This is a documentation for Siril's statistics, given by the graphical user interface from the contextual menu of images (right-clicking in it) then selecting 'Statistics...', from the Image Information submenu of the application menu after also selecting 'Statistics...' or using the stat command.
Mean: this is the arithmetic mean, also known as average or arithmetic average. This is computed by doing the sum of the values divided by the number of values.
Median: this is the value separating the higher half from the lower half of a data sample. Generally, it represents the value of the background of an astronomical image.
Sigma: this is a measure of the amount of dispersion of the image pixels. The sigma value of a sub image containing only the background will represent the noise of the image.
Background noise: this is a measure of estimated noise in image background level, for pixels having a value low enough to be considered as background. It is an iterative process based on k.sigma, so there is no fixed threshold for the low enough.
Average Deviation: In order to understand what the average deviation is, one needs to understand what the term absolute deviation is. Absolute deviation is the distance between each value in the dataset and that dataset's mean or median. Taking all of these absolute deviations, finding the average, and the mean average deviation is computed.
Median Absolute Deviation (MAD): this is a robust measure of how spread out a set of data is.

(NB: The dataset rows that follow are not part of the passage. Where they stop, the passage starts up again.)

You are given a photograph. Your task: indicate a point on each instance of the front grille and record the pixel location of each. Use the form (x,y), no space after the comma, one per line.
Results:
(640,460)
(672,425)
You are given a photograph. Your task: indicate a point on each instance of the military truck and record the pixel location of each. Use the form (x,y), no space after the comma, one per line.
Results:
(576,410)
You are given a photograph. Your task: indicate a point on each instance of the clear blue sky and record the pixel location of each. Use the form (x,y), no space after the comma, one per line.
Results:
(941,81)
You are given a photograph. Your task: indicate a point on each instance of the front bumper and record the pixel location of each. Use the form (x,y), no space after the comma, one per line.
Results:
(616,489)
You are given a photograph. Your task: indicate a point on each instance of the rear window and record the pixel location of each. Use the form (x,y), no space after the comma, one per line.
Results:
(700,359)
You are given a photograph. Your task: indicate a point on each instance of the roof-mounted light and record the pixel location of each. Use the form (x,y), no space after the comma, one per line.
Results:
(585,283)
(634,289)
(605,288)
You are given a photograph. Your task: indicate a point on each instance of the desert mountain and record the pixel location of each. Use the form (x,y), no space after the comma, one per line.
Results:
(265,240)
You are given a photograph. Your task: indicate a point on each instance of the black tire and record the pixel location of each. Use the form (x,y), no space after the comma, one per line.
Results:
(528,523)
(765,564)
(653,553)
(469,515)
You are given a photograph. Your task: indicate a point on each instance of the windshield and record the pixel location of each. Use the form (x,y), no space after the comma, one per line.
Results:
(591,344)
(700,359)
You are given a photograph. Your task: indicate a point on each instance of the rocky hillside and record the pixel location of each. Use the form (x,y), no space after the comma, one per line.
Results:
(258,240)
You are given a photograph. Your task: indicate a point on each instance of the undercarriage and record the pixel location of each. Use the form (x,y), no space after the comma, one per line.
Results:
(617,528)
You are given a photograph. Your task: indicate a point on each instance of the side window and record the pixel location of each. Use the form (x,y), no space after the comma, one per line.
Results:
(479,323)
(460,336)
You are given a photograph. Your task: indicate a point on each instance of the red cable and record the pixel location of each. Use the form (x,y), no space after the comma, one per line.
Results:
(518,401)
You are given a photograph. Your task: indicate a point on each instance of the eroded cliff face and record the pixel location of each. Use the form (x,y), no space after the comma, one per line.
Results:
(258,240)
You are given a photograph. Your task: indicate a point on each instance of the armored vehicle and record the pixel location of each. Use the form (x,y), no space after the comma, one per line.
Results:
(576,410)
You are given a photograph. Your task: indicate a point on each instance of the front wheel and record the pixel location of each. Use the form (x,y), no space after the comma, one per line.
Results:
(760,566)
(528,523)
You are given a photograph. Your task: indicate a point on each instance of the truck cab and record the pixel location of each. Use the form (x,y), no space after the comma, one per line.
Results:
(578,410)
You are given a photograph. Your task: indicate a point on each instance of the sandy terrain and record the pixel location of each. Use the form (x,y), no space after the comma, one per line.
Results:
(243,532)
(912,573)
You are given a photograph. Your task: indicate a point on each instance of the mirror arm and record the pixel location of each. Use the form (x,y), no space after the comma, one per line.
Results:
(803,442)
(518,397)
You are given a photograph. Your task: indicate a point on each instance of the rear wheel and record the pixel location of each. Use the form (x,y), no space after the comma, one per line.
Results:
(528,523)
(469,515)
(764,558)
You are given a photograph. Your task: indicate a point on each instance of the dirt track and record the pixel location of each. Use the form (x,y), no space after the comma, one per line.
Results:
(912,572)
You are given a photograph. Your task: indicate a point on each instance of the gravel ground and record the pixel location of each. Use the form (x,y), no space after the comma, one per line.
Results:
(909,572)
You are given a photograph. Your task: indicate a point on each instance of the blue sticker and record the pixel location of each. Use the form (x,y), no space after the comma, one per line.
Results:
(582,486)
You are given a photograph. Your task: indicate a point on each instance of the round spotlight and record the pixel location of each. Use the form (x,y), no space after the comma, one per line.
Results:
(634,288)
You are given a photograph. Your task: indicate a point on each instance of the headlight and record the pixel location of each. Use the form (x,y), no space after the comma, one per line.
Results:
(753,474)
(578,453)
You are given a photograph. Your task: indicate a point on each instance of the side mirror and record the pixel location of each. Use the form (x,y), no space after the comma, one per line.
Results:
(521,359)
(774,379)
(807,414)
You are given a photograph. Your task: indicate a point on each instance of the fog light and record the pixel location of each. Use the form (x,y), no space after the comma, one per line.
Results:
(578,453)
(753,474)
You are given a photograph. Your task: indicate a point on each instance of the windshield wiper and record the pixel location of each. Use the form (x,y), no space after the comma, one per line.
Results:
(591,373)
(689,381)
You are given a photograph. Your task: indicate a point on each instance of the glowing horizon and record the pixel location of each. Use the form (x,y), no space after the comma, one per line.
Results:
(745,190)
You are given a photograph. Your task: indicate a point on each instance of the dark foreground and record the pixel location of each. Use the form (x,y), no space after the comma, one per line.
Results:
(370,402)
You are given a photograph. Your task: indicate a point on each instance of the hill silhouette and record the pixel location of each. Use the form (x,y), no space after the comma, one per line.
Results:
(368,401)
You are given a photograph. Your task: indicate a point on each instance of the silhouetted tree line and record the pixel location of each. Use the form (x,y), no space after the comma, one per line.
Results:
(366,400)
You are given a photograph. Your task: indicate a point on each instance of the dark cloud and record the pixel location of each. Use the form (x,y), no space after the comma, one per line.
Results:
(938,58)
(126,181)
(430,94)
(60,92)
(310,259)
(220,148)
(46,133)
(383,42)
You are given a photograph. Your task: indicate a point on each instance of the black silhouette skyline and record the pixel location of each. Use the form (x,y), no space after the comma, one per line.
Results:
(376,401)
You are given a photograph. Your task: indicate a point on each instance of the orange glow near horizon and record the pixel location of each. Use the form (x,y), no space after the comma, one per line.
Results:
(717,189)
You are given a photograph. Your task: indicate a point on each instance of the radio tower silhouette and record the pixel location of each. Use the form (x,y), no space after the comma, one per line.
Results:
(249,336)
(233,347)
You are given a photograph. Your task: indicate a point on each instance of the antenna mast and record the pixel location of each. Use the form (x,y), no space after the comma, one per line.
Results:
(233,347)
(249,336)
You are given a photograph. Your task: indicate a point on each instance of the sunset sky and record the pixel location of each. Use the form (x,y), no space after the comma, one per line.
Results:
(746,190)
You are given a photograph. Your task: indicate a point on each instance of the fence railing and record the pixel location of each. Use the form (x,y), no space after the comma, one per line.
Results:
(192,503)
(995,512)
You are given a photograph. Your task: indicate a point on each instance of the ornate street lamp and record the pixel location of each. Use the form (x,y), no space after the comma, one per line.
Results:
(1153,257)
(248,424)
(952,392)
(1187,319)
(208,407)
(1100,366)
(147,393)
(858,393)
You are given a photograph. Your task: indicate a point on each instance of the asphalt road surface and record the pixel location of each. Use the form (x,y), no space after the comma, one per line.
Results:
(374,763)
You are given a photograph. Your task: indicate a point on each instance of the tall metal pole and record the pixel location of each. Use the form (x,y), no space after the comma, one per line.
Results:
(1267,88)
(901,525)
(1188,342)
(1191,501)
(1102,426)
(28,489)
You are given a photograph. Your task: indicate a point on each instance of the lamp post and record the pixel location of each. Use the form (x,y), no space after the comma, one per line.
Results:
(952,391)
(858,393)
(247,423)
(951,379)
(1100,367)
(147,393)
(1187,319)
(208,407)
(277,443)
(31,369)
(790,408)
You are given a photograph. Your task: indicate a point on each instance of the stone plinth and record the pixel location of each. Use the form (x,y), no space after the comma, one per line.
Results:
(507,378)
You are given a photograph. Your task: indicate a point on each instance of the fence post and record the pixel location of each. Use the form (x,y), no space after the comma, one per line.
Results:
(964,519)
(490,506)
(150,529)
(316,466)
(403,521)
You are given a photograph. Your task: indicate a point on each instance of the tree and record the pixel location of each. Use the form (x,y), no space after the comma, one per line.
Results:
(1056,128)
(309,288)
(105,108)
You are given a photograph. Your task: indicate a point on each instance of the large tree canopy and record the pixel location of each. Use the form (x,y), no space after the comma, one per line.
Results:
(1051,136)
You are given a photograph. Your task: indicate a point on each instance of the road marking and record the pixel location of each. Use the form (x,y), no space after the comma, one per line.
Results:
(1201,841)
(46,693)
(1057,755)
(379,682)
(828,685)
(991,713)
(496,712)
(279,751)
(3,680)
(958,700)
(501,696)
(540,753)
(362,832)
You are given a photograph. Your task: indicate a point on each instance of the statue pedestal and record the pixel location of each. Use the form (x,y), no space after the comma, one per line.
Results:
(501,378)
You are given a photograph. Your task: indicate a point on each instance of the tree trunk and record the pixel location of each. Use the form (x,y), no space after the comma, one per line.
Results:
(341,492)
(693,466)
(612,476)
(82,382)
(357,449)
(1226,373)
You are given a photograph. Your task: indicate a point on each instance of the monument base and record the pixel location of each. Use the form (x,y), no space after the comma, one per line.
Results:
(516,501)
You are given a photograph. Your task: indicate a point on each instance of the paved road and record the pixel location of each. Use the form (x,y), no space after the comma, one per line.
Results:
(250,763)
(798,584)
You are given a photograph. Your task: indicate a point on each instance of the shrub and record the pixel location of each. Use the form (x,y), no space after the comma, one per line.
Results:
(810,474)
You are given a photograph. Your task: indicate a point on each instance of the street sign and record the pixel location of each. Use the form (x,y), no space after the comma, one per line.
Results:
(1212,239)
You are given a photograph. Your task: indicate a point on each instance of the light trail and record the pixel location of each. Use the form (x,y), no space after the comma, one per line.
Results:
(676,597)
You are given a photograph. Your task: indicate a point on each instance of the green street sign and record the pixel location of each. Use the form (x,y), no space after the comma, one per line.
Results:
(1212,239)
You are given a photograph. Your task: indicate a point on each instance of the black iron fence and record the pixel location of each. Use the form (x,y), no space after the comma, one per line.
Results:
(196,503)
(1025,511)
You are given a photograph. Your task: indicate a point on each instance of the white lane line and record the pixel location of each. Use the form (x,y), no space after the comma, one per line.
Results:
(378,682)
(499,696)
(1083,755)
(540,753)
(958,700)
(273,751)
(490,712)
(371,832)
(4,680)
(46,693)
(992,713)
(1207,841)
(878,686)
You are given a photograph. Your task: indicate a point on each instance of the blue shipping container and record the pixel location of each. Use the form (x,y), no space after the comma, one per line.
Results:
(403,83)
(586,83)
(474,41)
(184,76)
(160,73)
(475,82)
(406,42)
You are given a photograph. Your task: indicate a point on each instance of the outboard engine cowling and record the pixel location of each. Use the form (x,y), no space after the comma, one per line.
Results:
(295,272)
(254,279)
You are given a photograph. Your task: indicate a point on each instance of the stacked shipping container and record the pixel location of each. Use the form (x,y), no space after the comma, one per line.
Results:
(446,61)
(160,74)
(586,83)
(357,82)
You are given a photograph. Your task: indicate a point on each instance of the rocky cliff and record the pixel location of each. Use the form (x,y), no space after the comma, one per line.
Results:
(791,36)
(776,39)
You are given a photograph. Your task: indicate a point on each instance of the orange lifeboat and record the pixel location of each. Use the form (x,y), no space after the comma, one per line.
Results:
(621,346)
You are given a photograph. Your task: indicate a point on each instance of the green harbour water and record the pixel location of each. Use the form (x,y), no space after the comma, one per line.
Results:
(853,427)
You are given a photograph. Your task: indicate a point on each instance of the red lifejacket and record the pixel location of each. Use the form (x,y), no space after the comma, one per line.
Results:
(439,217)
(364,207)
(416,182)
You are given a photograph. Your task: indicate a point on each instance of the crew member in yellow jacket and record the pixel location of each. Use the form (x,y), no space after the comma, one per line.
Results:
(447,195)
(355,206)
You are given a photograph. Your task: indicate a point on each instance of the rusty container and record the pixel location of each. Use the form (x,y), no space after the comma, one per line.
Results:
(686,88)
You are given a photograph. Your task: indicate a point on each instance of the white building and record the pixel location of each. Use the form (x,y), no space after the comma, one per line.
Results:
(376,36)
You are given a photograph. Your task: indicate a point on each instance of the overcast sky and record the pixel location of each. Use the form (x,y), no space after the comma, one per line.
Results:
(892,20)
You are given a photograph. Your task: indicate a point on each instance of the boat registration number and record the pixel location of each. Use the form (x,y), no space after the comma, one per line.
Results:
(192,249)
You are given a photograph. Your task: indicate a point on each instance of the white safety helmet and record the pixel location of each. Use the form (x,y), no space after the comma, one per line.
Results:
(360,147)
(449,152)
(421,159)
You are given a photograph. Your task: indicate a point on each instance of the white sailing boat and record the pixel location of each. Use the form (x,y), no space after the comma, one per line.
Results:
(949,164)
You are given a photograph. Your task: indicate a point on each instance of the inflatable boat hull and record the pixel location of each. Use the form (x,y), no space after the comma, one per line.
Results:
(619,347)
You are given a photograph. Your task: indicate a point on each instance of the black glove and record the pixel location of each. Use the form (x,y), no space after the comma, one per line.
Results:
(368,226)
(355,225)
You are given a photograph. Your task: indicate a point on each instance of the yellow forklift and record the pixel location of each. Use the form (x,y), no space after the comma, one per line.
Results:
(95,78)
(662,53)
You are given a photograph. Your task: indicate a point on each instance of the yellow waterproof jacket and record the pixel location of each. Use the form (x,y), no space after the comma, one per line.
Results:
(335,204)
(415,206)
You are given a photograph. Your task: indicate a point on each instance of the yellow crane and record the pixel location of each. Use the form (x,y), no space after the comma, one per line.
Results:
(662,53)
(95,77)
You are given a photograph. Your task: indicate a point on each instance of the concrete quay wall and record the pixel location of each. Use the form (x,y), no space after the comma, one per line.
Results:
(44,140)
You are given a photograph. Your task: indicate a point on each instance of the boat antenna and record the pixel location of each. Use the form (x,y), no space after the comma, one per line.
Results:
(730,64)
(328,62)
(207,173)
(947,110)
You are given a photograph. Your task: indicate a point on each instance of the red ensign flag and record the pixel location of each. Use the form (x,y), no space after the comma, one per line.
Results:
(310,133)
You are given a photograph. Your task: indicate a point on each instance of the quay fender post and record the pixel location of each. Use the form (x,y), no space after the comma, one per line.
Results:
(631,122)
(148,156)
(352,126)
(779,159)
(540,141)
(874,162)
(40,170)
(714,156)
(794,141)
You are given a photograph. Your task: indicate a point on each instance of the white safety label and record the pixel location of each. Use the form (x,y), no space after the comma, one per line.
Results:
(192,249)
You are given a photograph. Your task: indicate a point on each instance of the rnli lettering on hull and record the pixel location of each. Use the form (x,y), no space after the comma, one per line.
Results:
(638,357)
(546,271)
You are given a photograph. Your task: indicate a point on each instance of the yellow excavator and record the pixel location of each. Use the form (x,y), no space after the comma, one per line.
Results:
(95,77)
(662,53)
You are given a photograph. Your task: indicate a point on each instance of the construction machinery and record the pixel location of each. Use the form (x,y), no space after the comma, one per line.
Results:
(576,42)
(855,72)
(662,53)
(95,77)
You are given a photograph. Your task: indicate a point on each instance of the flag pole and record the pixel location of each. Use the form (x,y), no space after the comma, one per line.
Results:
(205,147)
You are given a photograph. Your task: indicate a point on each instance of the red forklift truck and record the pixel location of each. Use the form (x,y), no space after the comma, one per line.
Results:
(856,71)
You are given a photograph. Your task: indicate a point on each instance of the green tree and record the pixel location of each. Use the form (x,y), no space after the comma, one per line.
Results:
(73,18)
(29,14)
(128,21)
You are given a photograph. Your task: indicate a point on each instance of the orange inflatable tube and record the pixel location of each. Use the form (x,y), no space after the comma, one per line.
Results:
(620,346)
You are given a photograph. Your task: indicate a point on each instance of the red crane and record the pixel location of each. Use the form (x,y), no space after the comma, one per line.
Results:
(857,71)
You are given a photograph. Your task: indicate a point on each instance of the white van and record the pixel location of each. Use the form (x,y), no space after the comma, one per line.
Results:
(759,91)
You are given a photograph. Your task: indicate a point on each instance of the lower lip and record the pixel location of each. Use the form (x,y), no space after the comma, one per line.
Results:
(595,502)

The absolute deviation and standard deviation are also measures of dispersion, but they are more affected by extremely high or extremely low values.
Bi-Weight Mid-Variance (BWMV): This is yet another tool to measure dispersion of a dataset, even more robust than others cited above to outliers. It discards the data points too far way from the median and computes a weighted variance, weights decreasing as the data points are further way from the median. The estimator of dispersion is the square root of this value.
Location and Scale: In order to align the histograms of the different frames for normalization before stacking, one needs to compute where they are in terms of level and how wide they are in terms of spread. A valid estimator of location could be taken as the median while the MAD or the sqrt(BWMV) (sqrt means square root) could be used for scale. However, in order to give more robustness to the measures, the pixels more than 6 x MAD away from the median are discarded. On this clipped dataset, the median and sqrt(BWMV) are re-computed and used as location and scale estimators respectively.